Prefer a different linkage criteria to cluster with? Any of the criteria used by hclust can be swapped in.

`m$use_clustering_algorithm(cl = "average")`

Or, just replace the clustering algorithm entirely by supplying a function.

```
## If using a custom metric, just compute the distance matrix
## pid := open set index
## idx := point indices in the preimage of the open set indexed by 'pid'
## self := mapper instance object ('m' in this case)
m$use_clustering_algorithm(cl = function(pid, idx, self){
dist_x <- dist(self$X(idx), method = self$measure)
hc <- hclust(dist_x, method = "average")
eps <- cutoff_first_threshold(hc)
cutree(hc, h = eps)
})
```

If you prefer a different covering, just assign a valid object inheriting from `CoverRef`

.

A list of available covering methods, their correspondings parameters, and their generators can be printed as follows:

```
covers_available()
#> Typename: Generator: Parameters:
#> fixed interval FixedIntervalCover number_intervals, percent_overlap
#> restrained interval RestrainedIntervalCover number_intervals, percent_overlap
#> ball BallCover epsilon
```

Alternatively, you can create your own cover. See the article on how to make custom cover.

Prior to constructing the simplicial complex, *Mapper* requires applying the *pullback* operation. Computationally, the pullback applies the clustering algorithm to subsets of the data given by the cover, which decomposes the data set into connected components. In Mapper, these connected components are represented as vertices. To view which vertices are mapped from the sets in the cover, use the `pullback`

member:

```
m$construct_pullback()
str(m$pullback)
#> List of 10
#> $ (1) : num 0
#> $ (2) : num [1:2] 1 2
#> $ (3) : num [1:2] 3 4
#> $ (4) : num 5
#> $ (5) : num 6
#> $ (6) : num 7
#> $ (7) : num 8
#> $ (8) : num [1:2] 9 10
#> $ (9) : num [1:2] 11 12
#> $ (10): num 13
```

The vertices are stored are stored as a named list. Each vertex contains a vector of the indices that representing the points that comprise the connected component.

```
sapply(m$vertices, length)
#> 0 1 2 3 4 5 6 7 8 9 10 11 12 13
#> 25 9 9 7 7 14 15 13 12 7 7 10 10 26
```

Once you’re satisfied with the clustering, you can construct the nerve, the principal output of *Mapper*. The complex is stored in a Simplex Tree (see 2), which available via the `$simplicial_complex`

member.

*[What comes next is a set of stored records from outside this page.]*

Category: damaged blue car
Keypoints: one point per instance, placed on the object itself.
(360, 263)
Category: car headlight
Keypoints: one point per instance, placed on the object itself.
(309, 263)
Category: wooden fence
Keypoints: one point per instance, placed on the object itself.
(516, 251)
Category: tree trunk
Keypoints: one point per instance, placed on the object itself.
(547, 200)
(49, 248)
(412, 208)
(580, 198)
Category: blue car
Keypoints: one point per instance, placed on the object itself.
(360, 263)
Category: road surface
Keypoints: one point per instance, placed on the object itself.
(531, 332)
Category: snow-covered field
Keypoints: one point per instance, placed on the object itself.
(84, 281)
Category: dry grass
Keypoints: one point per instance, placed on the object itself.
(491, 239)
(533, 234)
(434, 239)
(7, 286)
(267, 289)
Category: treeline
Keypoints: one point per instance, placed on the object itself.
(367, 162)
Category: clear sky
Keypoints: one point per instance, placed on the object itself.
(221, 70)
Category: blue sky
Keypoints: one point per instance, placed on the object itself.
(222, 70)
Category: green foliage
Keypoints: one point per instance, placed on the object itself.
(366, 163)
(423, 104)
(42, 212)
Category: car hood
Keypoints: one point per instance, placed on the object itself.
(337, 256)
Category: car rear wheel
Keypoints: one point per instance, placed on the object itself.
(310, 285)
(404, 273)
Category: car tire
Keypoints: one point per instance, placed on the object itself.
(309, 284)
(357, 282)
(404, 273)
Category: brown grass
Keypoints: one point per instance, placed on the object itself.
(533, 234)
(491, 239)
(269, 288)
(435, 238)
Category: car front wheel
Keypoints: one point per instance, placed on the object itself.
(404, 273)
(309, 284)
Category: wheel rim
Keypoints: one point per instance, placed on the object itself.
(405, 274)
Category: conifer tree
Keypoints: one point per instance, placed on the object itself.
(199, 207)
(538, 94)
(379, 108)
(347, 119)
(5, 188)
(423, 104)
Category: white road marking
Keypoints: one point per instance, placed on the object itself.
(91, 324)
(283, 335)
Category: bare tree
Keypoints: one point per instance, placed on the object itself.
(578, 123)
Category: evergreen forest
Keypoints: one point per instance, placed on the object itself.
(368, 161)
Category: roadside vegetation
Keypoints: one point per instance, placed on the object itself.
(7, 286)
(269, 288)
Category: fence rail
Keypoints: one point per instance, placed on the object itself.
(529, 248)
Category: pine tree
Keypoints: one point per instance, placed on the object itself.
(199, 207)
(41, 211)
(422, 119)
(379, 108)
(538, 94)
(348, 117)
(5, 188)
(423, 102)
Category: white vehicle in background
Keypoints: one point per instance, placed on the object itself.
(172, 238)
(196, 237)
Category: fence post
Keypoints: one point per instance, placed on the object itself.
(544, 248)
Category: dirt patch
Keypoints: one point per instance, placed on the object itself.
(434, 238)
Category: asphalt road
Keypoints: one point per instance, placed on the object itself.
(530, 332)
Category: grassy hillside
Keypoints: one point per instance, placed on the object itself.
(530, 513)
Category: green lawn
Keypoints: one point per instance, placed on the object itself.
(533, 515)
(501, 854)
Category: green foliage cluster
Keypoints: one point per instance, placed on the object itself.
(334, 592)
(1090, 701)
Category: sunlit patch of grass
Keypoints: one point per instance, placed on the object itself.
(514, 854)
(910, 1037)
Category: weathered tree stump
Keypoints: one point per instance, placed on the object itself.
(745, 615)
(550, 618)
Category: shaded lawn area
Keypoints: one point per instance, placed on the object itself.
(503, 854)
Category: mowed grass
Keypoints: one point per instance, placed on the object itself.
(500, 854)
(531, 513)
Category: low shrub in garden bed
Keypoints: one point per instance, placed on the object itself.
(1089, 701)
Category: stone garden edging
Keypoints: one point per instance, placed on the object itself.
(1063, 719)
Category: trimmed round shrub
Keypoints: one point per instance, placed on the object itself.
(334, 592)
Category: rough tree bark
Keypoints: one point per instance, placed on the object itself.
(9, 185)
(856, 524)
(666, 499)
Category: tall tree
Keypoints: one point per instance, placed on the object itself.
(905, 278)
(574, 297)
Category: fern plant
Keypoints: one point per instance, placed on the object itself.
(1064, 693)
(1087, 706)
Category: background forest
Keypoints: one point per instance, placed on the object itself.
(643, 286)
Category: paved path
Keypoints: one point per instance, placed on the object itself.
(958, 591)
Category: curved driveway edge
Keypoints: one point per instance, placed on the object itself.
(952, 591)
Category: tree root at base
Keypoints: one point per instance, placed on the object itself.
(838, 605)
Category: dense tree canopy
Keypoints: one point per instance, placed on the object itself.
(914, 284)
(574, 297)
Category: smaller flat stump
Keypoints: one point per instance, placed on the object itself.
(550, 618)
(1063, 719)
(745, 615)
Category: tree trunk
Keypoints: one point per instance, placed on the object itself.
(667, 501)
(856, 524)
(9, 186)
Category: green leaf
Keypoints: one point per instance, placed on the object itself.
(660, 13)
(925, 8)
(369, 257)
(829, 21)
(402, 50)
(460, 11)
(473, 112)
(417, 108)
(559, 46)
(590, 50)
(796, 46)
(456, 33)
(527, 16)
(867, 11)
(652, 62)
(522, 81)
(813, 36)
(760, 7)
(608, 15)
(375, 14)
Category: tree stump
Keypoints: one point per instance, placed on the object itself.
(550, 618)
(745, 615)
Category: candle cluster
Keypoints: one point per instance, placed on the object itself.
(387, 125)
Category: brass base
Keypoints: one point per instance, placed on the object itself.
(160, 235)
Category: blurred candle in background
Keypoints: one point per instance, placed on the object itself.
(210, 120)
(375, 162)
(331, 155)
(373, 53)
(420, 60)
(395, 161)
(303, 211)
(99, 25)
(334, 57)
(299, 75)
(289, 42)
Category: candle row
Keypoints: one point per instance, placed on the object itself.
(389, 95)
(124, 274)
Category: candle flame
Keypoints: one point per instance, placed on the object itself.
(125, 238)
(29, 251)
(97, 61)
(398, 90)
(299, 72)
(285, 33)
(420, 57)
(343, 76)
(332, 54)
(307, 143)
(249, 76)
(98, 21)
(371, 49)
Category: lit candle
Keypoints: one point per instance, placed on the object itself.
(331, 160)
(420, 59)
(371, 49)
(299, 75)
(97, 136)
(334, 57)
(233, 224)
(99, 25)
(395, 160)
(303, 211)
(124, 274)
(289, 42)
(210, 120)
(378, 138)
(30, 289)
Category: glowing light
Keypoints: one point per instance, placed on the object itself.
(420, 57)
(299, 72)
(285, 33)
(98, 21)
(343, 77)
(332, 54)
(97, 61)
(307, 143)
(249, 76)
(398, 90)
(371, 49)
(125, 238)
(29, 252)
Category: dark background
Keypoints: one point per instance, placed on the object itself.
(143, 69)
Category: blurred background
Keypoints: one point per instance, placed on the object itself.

Initially, the complex is empty:

The maximum dimension of the nerve is up to you. It’s common restrict the *mapper* to \(1\)-skeleton.

```
m$construct_nerve(k = 0L)
m$construct_nerve(k = 1L)
plot(m$simplicial_complex)
```

By default, the `construct...`

series of functions enact side-effects and return the instance invisibly, making them suitable to chain. If you want to inspect the result before modifying the instance, pass `modify=FALSE`

. For example, to list the vertices that have a non-empty intersection:

```
m$construct_nerve(k = 1L, modify = FALSE)
#> [,1] [,2]
#> [1,] 0 1
#> [2,] 0 2
#> [3,] 1 3
#> [4,] 2 4
#> [5,] 3 5
#> [6,] 4 5
#> [7,] 5 6
#> [8,] 6 7
#> [9,] 7 8
#> [10,] 8 9
#> [11,] 8 10
#> [12,] 9 11
#> [13,] 10 12
#> [14,] 11 13
#> [15,] 12 13
```

The \(1\)-skeleton can be exported to any of the usual graph-type data structures.

To get a quick overview of what the **mapper** looks like, you can use the default plotting method above given by the simplextree package.

Alternatively, the \(1\)-skeleton can be automatically converted to igraph objects and customized as needed.

For more interactive visualization options, consider the (experimental) pixiplex package.

1. Singh, Gurjeet, Facundo Mémoli, and Gunnar E. Carlsson. “Topological methods for the analysis of high dimensional data sets and 3d object recognition.” SPBG. 2007.

2. Boissonnat, Jean-Daniel, and Clément Maria. “The simplex tree: An efficient data structure for general simplicial complexes.” Algorithmica 70.3 (2014): 406-427.